Stéphane Bourgoin : Le taux de résolution des homicides aux Etats-Unis a depuis quelque peu augmenté mais il reste extrêmement faible en comparaison à ceux de la France, de l'Allemagne, de la Grande-Bretagne. Ceci peut s'expliquer par la structure des forces de police aux Etats-Unis, pays où il n'y en pas qu'une mais plusieurs qui ne communiquent pas forcément entre elles. Dans le cas de serial-killers, les liens ne sont pas forcément faits entre les différentes affaires, d'autant plus que le FBI n'intervient pas comme ça, il faut que les forces locales lui demande d'intervenir, de venir à leur rescousse.

Cette estimation de 2 000 tueurs en série en circulation aux Etats-Unis me paraît néanmoins un petit peu exagérée. Tout d'abord parce que pour les forces de police et pour le FBI, un tueur en série n'est pas, tel qu'on le définit en France, quelqu'un qui aurait fait deux victimes mais plutôt trois victimes avec un certain intervalle de temps entre chaque meurtre. 

Les tueurs se sont-ils améliorés ou la police a-t-elle perdu en qualité ?
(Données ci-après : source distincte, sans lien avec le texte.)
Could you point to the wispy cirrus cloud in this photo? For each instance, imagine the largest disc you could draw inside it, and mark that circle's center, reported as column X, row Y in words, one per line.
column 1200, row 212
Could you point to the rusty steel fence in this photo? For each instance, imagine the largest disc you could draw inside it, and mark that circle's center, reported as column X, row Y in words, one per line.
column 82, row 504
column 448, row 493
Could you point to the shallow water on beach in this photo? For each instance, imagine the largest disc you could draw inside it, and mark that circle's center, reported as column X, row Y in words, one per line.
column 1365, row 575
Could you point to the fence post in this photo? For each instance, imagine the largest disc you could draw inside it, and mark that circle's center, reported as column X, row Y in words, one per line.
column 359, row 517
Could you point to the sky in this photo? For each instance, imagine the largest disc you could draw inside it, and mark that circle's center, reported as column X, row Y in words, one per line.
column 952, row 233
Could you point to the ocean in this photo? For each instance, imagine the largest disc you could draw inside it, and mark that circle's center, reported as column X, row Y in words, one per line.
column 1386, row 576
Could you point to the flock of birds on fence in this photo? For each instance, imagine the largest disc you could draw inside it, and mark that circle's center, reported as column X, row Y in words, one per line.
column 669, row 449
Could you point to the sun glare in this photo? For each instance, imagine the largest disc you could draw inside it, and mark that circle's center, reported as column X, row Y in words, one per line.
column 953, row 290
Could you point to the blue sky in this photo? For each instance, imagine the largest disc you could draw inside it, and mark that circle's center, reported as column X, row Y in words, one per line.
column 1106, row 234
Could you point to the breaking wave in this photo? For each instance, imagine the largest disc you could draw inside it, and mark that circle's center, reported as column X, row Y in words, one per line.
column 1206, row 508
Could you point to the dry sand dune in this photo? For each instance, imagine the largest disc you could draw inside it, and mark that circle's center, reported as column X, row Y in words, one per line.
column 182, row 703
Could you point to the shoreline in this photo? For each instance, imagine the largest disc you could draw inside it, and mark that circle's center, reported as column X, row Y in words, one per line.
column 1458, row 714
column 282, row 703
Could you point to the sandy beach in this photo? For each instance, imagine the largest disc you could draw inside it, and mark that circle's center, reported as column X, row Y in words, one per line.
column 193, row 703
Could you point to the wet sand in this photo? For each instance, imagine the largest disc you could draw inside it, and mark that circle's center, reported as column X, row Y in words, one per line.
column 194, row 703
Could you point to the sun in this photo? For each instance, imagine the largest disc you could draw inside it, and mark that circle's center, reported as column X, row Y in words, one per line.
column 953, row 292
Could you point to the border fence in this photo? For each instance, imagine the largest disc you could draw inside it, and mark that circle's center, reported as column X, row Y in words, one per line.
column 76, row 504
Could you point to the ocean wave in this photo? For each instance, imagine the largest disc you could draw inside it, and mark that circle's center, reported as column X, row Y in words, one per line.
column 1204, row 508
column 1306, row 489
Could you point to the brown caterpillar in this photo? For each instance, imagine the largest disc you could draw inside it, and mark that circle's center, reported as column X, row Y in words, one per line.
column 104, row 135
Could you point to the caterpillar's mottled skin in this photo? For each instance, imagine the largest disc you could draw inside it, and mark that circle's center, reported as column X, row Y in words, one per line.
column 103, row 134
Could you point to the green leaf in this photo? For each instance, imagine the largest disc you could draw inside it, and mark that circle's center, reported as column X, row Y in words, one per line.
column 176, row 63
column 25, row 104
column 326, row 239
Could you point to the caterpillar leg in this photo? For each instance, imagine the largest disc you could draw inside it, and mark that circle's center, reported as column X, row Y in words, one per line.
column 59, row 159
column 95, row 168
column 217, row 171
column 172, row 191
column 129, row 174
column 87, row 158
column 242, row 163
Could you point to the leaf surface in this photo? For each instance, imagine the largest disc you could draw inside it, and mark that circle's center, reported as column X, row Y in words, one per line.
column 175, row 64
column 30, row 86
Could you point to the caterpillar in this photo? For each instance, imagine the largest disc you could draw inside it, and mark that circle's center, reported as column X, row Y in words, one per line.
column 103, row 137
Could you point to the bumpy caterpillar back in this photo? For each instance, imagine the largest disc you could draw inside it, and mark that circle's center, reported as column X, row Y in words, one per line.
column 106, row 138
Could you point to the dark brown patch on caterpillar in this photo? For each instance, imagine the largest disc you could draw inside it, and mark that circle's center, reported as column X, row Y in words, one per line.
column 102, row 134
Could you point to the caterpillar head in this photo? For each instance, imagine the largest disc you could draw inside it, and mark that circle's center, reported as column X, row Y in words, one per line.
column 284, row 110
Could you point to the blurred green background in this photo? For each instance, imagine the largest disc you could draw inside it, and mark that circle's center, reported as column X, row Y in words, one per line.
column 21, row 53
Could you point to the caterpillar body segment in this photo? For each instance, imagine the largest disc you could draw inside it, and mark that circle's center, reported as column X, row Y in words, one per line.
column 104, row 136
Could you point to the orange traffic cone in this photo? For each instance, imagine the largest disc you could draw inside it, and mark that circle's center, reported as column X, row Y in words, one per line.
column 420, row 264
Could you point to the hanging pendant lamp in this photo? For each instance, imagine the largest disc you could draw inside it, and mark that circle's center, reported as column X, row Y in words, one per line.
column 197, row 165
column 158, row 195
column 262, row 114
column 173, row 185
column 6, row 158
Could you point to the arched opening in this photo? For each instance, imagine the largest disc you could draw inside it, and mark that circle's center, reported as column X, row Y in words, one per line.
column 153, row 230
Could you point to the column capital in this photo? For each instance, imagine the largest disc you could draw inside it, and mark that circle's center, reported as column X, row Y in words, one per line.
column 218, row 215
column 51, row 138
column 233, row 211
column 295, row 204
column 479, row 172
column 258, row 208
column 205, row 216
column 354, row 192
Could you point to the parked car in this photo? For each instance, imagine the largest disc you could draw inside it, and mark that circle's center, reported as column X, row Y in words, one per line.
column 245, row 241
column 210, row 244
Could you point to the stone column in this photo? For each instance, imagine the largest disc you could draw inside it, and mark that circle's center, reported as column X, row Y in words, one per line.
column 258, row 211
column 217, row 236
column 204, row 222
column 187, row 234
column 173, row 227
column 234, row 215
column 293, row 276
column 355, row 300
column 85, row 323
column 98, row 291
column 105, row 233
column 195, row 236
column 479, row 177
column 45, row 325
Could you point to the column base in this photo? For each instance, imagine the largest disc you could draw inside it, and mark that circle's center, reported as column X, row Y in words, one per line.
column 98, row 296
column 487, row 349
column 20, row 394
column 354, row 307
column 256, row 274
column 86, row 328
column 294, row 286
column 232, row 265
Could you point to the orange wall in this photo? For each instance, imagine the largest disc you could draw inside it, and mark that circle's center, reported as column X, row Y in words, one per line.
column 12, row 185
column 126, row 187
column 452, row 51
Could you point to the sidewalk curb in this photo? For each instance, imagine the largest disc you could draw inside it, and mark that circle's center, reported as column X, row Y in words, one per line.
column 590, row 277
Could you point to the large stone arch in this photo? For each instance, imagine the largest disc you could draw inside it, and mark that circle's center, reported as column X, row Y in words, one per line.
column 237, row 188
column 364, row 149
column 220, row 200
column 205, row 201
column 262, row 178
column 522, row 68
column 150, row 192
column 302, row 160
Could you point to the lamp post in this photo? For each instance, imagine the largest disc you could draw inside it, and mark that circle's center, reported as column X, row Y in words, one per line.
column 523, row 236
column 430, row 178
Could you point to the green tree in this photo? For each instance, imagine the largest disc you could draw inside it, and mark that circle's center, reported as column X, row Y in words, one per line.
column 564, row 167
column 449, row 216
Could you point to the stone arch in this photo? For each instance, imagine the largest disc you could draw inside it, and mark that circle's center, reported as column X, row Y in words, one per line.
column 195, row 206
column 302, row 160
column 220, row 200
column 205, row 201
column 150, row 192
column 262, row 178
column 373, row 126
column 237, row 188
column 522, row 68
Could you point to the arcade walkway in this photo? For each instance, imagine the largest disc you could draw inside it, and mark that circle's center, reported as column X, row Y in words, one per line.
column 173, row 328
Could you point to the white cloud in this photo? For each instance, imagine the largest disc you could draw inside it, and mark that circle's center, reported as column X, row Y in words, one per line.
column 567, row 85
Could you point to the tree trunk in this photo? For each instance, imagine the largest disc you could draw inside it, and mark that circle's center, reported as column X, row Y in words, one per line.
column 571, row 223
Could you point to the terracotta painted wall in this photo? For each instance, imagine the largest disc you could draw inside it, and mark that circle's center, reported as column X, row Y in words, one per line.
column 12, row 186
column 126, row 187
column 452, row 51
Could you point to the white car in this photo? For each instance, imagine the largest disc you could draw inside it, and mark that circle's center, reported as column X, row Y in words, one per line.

La police dispose de plus d''outils qu'elle n'en avait il y a quelque années mais l'essentiel des victimes de meurtres aux Etats-Unis, notamment ceux commis par les tueurs en série, sont des femmes (70% des victimes de serial killer sont des femmes) alors que si prend l'ensemble des homicides, elles ne constituent que 20% des victimes. 

Les homicides visant des femmes, visent principalement des femmes droguées, faisant du stop, en situation de vulnérabilité, des prostitués.

Mais il est vrai que les forces de police, en ce qui concerne les meurtres de femme droguées, des prostituées ne font pas forcément d'enquêtes approfondies,  ce qui peut expliquer que nombre de serial-killers ne soient pas incarcérés. 

L'article met en avant la plus grande facilité pour un tueur en série actuel de commettre des meurtres sans être identifié. Au niveau sociétal, pourquoi le monde moderne serait-il plus adapté qu'auparavant ?

On peut citer tout d'abord la grande mobilité possible. On a de plus en plus affaire à des tueurs mobiles alors que précédemment, les tueurs avaient tendance à tuer près de chez eux ou chez eux.

Lorsque la mobilité est plus grande, les séries de meurtres sont beaucoup plus longues dans le temps. On pense par exemple à Michel Fourniret qui a tué sur plus de 20 ans dans de nombreuses régions.

Les profils de tueurs en série et leur psychologie sont étudiés à partir de tueurs qui ont été identifiés et arrêtés. Si on prend l'exemple de tueurs comme le BTK ou Jeffrey Dahmer, ils ont pourtant été arrêtés par "accident" ou par une astuce. Cette logique ne rend-elle pas toute la doctrine du FBI inadaptée par essence ?

Je pense que le travail du FBI est maintenant presque un travail de fonctionnaire. L'accent n'est plus donné aux enquêtes sur les serial-killers ou à des cold case. A Quantico par exemple, on forme les profilers pour des affaires de terrorisme et non des affaires de meurtres. 

L'autre problème, c'est que la base de donnée -Vicap- avec lesquelles travaillent les forces de polices américaines est loin d'être complète puisqu'elle n'est pas utilisée par toutes les forces locales et n'est pas nourrie non plus par suffisamment de cold case. Ces analyses concernent également principalement les crimes dont les victimes sont des femmes, 30% des cas -les crimes dont les victimes sont des hommes- sont ignorés.

Dans le cas où cette hypothèse serait avérée, les pays européens seraient-ils eux aussi concernés par les tueurs en série non-identifiés ?

Pour la France, depuis 1999, j'ai identifié, 158 cas différents de serial killer ou tueuse en série. Certains ont été arrêtés, d'autres identifiés, tandis que pour d'autres la série de meurtres a été identifiée (les liens entre les différents meurtres ont été établis).